We mentioned the perishability of certain goods in the previous session, the different time scales they exist on, and other events that may change the value of otherwise-identical items. This session continues on that theme with plenty of real-life examples.

Don’t like tracking small details? Small problems grow into bigger ones

Tracking items also has the potential to expose “little frauds.” Does a company reduce the price of mildly-damaged goods? Someone may be denting them on purpose. Where’s all that extra food in the restaurant going? Who’s been unreasonably raiding the stationery cabinet? If you can minimize this, you reduce your business’s overall number of problems.

“Sometimes this all sounds very petty,” Dr. Wright says. “But from a corporate point of view, letting people get away with small things sometimes grows into big things.”

Without technology that simplifies and automates these processes, it’s impossible (or at least unprofitable) to track the minutiae of large-scale, low-value inventory items. Large corporations often have this capability with finely-tuned SAP, Oracle, MySQL, or similar systems. Blockchain recording and RFID tags costing a fraction of a cent each, makes this level of tracking granularity possible for organizations of any size and make it easier to save money by minimizing everyday losses.

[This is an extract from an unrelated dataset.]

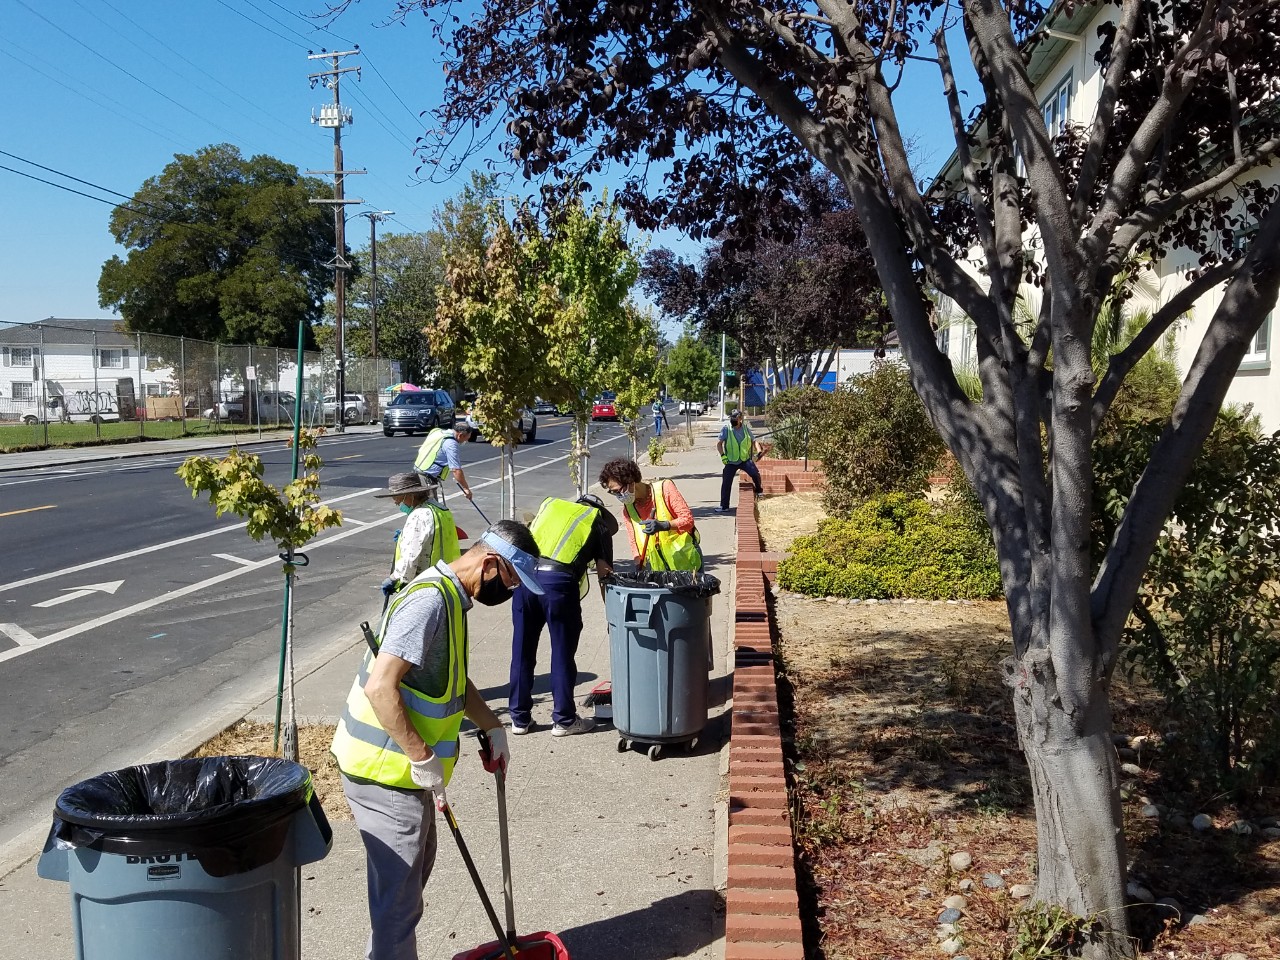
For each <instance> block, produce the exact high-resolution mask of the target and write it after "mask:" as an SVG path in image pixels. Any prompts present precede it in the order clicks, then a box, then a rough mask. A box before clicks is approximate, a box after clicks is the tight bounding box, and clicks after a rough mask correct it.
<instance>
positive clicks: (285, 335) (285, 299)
mask: <svg viewBox="0 0 1280 960" xmlns="http://www.w3.org/2000/svg"><path fill="white" fill-rule="evenodd" d="M325 193H326V187H325V184H324V183H323V182H320V180H317V179H312V178H306V177H301V175H300V174H298V169H297V168H296V166H293V165H292V164H287V163H284V161H282V160H276V159H275V157H271V156H266V155H259V156H253V157H251V159H248V160H246V159H244V157H243V156H241V152H239V150H238V148H237V147H234V146H232V145H230V143H219V145H214V146H207V147H204V148H201V150H197V151H196V152H195V154H191V155H187V154H178V155H175V156H174V159H173V161H172V163H169V164H166V165H165V168H164V170H163V172H161V173H160V174H159V175H156V177H152V178H150V179H147V180H146V182H145V183H143V184H142V187H140V188H138V191H137V192H136V193H134V195H133V197H132V198H131V200H129V202H128V204H123V205H120V206H118V207H115V210H114V211H113V212H111V220H110V229H111V236H113V237H114V238H115V241H116V243H119V244H120V246H122V247H124V248H125V250H128V251H129V252H128V255H127V257H125V259H123V260H122V259H120V257H119V256H113V257H111V259H110V260H108V261H106V264H104V265H102V273H101V275H100V278H99V283H97V289H99V303H100V305H101V306H102V307H109V308H113V310H118V311H119V312H120V316H123V317H124V323H125V326H127V328H128V329H129V330H137V332H141V333H163V334H169V335H173V337H195V338H198V339H205V340H214V342H219V343H253V344H262V346H271V347H292V346H293V343H294V340H296V337H297V329H298V321H300V320H303V321H305V323H306V324H307V328H308V329H310V328H311V325H312V324H315V323H316V321H317V320H319V319H320V316H321V310H323V302H324V298H325V296H326V293H328V291H329V288H330V285H332V282H333V271H332V270H330V269H329V268H328V266H325V264H326V262H328V261H330V260H332V259H333V256H334V233H333V216H332V214H330V212H329V209H328V207H324V206H320V205H314V204H311V202H310V201H311V200H314V198H319V197H323V196H325Z"/></svg>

A universal blockchain record also allows competing applications to use the same data. There’s no need for anyone to be tied to a single application.

Dr. Wright mentions the problem of counterfeit goods again as well, saying there are knock-on effects that may lead to losses. One person buying a single counterfeit handbag may not be a lost sale. But supposing a handle on the counterfeit bag breaks and a thousand people see it in that condition, thinking it’s an original—it creates a negative image for that brand that may have a larger impact down the line.

There’s another breakout discussion in this session for the audience to come up with more examples. Not surprisingly, the first example is restaurants with high turnovers and various ingredients. Another interesting one is budget travel, a solo traveler trying to find the cheapest routes from points A to B with ride-share drivers (with the added bonus of tracking the travelers’ location for their family’s peace of mind). Another one looks at the textiles industry and the various ways materials may be wasted, over/under-ordered, transported, etc., and there’s a non-consumer industry example in hospitals monitoring supply and demand for medications (and possibly even staff!)

Dr. Wright also reminds us that everyone can share the same blockchain while keeping records as private as they need. There’s no need for proprietary blockchains; such blockchains only create disadvantages by preventing broader information sharing.

“There’s nothing saying you can’t build a permissioned system on an open blockchain,” he says. A public blockchain may contain real-time, detailed data on product movements, but that doesn’t mean everyone can see it. Complete records of sale and proofs of purchase can exist without any personally-identifying information appearing on them.

Again someone needs to go out and build all these systems before any business can profit from it. No matter what area or industry you’re interested in, there are potential blockchain benefits if you can design the system people want to use.